Explore how different transformations affect the insights you can draw from density plots. Practice balancing detail with clarity by adjusting smoothing parameters.

theme_density <- function() {
  theme_minimal() +
    theme(panel.grid = element_blank(), legend.position = "bottom")
}

hs_data |>
  as_tibble() |>
  mutate(gender = if_else(female == 2, "female", "male")) |>
  ggplot(aes(t23_series, fill = gender)) +
  geom_density(alpha = 0.325) +
  theme_density() +
  scale_fill_lancet() +
  labs(x = "Series Completion Scores", y = "Density", fill = NULL)

Universal Design Principles

Across all visualisation types, several principles enhance effectiveness:

Accessibility: Ensure your visualisations work for colorblind viewers and can be understood in black and white.
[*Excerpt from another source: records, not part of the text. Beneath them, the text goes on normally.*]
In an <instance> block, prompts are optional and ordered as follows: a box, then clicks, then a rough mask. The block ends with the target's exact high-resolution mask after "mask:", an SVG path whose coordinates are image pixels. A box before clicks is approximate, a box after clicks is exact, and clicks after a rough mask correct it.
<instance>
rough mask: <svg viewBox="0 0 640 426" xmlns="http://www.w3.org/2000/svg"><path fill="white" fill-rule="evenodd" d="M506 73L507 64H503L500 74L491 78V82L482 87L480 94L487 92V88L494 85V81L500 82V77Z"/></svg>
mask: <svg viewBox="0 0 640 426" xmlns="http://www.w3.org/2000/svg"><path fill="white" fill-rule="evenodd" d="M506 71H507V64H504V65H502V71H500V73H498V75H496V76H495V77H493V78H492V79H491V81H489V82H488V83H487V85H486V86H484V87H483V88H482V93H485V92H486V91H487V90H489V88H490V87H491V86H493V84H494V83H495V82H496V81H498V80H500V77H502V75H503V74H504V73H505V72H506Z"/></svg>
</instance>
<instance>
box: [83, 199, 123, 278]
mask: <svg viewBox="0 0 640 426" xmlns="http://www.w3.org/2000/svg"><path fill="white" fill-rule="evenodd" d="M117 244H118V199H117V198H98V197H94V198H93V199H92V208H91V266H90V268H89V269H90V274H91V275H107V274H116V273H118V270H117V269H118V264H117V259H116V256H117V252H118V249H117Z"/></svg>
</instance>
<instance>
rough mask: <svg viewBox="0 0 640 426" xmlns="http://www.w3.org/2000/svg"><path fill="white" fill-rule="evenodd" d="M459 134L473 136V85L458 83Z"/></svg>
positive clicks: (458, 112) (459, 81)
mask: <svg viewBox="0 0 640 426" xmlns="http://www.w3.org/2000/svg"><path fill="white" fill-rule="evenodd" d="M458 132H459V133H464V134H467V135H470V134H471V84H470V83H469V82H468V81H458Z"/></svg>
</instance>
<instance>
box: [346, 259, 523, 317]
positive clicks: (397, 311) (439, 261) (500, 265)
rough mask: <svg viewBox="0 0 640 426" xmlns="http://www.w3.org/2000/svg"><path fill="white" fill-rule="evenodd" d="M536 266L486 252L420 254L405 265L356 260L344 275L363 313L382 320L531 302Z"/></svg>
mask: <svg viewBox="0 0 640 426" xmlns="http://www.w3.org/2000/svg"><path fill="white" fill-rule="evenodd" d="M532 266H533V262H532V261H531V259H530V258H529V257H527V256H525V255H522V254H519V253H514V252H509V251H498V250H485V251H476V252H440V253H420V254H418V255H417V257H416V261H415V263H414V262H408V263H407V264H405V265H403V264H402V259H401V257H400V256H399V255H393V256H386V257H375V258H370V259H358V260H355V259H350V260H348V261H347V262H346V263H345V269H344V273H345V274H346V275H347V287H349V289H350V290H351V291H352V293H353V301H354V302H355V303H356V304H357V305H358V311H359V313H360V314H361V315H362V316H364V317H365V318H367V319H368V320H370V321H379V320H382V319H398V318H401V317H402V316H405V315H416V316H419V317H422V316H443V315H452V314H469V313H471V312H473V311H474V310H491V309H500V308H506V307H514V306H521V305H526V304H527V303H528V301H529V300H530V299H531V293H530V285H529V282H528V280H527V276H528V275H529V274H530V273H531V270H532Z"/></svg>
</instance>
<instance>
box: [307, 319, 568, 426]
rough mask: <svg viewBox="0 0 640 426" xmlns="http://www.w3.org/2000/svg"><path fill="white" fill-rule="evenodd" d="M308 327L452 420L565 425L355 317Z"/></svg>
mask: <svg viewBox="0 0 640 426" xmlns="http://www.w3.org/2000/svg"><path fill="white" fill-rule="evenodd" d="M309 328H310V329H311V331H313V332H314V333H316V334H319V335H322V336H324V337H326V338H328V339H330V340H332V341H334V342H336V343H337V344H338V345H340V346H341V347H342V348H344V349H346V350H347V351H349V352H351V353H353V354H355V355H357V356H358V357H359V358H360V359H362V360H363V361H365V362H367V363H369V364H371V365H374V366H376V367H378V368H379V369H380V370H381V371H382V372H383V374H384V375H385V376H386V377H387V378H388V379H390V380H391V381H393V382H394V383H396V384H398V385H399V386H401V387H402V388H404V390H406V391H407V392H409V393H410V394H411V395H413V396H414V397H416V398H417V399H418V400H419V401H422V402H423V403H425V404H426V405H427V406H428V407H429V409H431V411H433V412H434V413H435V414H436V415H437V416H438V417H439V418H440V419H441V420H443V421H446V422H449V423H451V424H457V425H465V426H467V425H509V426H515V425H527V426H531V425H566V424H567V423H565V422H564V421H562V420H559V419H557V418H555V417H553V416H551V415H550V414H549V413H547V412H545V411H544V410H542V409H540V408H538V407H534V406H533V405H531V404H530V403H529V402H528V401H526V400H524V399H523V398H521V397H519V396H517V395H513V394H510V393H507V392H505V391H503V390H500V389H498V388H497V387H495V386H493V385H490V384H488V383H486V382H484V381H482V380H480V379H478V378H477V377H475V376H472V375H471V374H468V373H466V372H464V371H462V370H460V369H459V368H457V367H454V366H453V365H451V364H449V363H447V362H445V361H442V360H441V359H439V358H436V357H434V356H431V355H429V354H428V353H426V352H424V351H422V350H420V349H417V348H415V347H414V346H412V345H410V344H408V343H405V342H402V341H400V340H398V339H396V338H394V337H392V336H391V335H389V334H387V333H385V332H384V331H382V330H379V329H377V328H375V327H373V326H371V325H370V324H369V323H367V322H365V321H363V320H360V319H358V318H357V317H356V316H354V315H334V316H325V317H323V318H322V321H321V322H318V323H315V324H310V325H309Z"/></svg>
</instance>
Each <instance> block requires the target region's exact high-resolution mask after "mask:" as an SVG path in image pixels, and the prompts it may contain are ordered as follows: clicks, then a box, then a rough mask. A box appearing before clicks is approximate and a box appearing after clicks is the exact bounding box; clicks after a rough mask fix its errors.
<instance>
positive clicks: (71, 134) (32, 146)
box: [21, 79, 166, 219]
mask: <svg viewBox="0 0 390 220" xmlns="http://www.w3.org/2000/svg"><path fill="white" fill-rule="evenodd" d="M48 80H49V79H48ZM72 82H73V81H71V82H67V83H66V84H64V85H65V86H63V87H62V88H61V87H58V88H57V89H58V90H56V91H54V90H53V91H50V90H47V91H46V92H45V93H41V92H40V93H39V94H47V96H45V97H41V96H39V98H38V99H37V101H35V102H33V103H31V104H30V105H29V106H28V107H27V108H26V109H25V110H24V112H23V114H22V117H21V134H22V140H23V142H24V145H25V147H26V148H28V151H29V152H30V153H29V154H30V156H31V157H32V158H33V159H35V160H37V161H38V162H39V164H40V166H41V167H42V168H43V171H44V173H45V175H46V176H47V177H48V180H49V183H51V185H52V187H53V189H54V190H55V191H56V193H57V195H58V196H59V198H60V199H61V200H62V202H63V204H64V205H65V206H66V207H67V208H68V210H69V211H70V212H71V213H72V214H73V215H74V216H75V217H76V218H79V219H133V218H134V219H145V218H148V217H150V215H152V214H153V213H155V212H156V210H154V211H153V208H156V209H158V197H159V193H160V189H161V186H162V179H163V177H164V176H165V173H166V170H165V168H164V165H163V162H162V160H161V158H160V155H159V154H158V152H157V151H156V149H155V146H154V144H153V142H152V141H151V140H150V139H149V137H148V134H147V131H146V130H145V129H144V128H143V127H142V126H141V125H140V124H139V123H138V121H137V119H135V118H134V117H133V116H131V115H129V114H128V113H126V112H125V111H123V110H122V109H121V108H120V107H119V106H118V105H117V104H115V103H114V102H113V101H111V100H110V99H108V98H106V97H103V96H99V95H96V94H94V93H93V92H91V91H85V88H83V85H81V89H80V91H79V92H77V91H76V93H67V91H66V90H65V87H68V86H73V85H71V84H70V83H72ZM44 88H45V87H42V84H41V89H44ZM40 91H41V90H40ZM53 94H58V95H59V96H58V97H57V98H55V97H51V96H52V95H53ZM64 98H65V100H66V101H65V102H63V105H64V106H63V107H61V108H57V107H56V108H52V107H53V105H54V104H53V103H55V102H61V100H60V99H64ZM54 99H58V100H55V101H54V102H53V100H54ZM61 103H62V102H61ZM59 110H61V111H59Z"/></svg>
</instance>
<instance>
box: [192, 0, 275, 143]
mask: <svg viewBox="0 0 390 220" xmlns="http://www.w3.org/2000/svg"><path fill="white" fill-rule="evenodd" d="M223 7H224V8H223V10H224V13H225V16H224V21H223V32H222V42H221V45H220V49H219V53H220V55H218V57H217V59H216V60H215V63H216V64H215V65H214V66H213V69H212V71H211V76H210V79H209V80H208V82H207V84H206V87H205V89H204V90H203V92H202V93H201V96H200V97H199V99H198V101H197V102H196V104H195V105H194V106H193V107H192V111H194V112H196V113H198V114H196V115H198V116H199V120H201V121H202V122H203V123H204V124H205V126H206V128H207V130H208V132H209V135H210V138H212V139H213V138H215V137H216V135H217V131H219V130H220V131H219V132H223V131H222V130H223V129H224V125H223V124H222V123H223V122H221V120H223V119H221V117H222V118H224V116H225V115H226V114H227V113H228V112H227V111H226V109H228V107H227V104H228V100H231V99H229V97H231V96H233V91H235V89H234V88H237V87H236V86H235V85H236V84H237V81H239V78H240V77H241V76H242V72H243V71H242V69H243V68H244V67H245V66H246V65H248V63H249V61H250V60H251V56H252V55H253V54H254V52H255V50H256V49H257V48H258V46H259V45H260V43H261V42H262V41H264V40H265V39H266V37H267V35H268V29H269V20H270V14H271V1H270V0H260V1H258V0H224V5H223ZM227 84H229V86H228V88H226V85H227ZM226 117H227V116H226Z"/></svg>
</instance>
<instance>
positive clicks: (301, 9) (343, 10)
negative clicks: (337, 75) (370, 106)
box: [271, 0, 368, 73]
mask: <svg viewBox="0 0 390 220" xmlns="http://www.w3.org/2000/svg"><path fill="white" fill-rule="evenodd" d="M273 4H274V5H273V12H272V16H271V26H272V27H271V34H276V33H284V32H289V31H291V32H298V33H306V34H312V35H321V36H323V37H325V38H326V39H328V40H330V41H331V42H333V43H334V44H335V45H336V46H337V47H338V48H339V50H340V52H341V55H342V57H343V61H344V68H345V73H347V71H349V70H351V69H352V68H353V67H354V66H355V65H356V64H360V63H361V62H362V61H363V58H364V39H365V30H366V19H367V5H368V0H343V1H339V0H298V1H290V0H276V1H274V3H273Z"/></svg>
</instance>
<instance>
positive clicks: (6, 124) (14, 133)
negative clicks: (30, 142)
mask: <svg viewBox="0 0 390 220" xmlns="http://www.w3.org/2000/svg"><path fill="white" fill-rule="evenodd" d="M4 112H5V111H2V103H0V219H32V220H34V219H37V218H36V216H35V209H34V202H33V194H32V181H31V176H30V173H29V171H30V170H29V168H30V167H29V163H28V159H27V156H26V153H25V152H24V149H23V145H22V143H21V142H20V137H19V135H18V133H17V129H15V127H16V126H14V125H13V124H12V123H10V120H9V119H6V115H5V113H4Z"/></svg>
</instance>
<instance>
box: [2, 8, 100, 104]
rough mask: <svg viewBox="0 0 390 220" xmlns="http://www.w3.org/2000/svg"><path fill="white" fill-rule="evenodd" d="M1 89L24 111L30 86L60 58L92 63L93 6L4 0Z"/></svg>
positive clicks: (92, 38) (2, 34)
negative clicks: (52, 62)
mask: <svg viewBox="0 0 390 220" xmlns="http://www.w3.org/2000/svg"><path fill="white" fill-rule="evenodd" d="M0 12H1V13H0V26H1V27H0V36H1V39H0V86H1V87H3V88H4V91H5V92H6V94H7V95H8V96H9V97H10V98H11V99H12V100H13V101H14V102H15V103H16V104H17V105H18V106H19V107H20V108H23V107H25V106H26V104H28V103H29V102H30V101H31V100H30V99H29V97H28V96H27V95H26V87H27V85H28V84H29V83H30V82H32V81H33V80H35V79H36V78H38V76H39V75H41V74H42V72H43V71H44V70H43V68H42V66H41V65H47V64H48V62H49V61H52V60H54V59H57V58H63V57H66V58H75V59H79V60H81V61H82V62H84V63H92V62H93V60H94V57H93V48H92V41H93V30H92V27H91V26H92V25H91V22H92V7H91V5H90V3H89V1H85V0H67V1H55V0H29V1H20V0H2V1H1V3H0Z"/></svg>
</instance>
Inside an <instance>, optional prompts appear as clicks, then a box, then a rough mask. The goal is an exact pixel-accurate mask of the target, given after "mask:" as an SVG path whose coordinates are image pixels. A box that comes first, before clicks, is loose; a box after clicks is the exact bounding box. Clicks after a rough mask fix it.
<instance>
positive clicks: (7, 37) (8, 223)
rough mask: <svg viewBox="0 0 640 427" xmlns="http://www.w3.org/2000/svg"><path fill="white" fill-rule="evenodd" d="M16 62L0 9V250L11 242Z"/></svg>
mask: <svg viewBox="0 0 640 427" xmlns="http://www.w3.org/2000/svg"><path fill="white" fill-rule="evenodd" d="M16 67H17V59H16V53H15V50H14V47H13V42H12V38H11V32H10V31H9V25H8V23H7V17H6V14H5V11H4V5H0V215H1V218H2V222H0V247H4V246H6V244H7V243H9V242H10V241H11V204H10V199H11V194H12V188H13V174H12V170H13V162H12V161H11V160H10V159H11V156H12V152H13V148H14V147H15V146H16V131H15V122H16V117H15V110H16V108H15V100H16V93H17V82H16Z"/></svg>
Use patterns, shapes, and positioning alongside color.

Clarity: Every element should serve a purpose. Remove or de-emphasize anything that doesn’t directly contribute to understanding your data.

Context: Provide enough information for viewers to understand what they’re seeing without overwhelming them with unnecessary detail.

Consistency: Use consistent scales, colors, and styling across related visualisations to enable easy comparison.

Focus: Direct attention to the most important insights through strategic use of color, size, and positioning.

Remember: the goal of data visualisation is to facilitate understanding and insight, not to showcase technical capabilities. Always prioritize clarity and accessibility over visual complexity.